Not surprisingly, the secondary characters get more of a chance to shine. I like Ken Stott’s comforting performance as Balin, the white-haired dwarf who comes across as experienced and down-to-(Middle)-Earth, without being a caricature of “wisdom.” Luke Evans gives a nice performance as the morally ambiguous Bard, the boatman who helps the dwarves sneak into Laketown. On the other hand, there are some characters like the giant-sized Beorn (Mikael Persbrandt) who adds little more than a scowl.

Orlando Bloom gets to have the film’s most fun as the elf Legolas. He wryly grins as he jumps across wet dwarves to shoot, stab, and decapitate orc after orc. Legolas behaves more is more like a character from a video game than from literature. Of course the orcs are video-game villains too, infinitely replaceable and killable in one blow.

If you take the video-game comparison as a criticism, you might also criticize how few women there are in this adventure. Only Tauriel (Evangeline Lilly), an elf, gets to shoot arrows with the boys. At least she can hold her own. For me, I don’t necessarily think the film would have been better had it been less like a testosterone-fueled video game. Maybe that’s what makes it fun.

Spectacle

One of the most impressive special effects is the most common: a convincing sense of scale. Jackson has perfected the trick of showing Gandalf as always a size larger than the dwarves, and Beorn a size larger than Gandalf. When the dwarves sit around Beorn’s table, they need two hands to pick up the mugs. Whenever there’s a two-shot, the actors all look “normal,” but also two sizes different.

But of course the most noticeable special effect is the impressive character Smaug, brought to believable life by the animators. You understand, without fanfare, the physiology and musculature that pulls Smaug’s face into a cunning smirk or stretches his throat as he inhales to breathe fire. More convincing than the facial animation is the sense of sheer mass you get whenever Smaug moves. Maybe it’s the treasure horde, each coin and cup individually rendered, grains of sand in a dune of gold. Perhaps it’s the 3-D: when Smaug is facing the camera, his body is “back there,” way off in the distance. Only Benedict Cumberbatch’s tenor voice seemed odd — it isn’t deep enough for a twenty-ton dragon, even if the serpentine tone fits.

The props in the Lord of the Rings films were praised for being hand-crafted by New Zealand artisans. I never really appreciated them until The Desloation of Smaug. In the crowded interiors of Laketown (and in the Inn at the film’s opening), I was convinced that everything on screen was made by medieval craftsman.
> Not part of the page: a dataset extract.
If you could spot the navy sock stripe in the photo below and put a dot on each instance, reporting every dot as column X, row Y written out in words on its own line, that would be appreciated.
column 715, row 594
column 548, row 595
The piles of cloth, the heavy iron weapons, even the strange bowl of walnuts used as a pillow for a wounded visitor in Bard’s house seems to have its own weight, provenance, and history.

These details are sure to make The Desloation of Smaug a repeat performer for teenage nerds. It’s the kind of fun yet serious adventure that’s likely to spawn a generation of movie-lovers like me.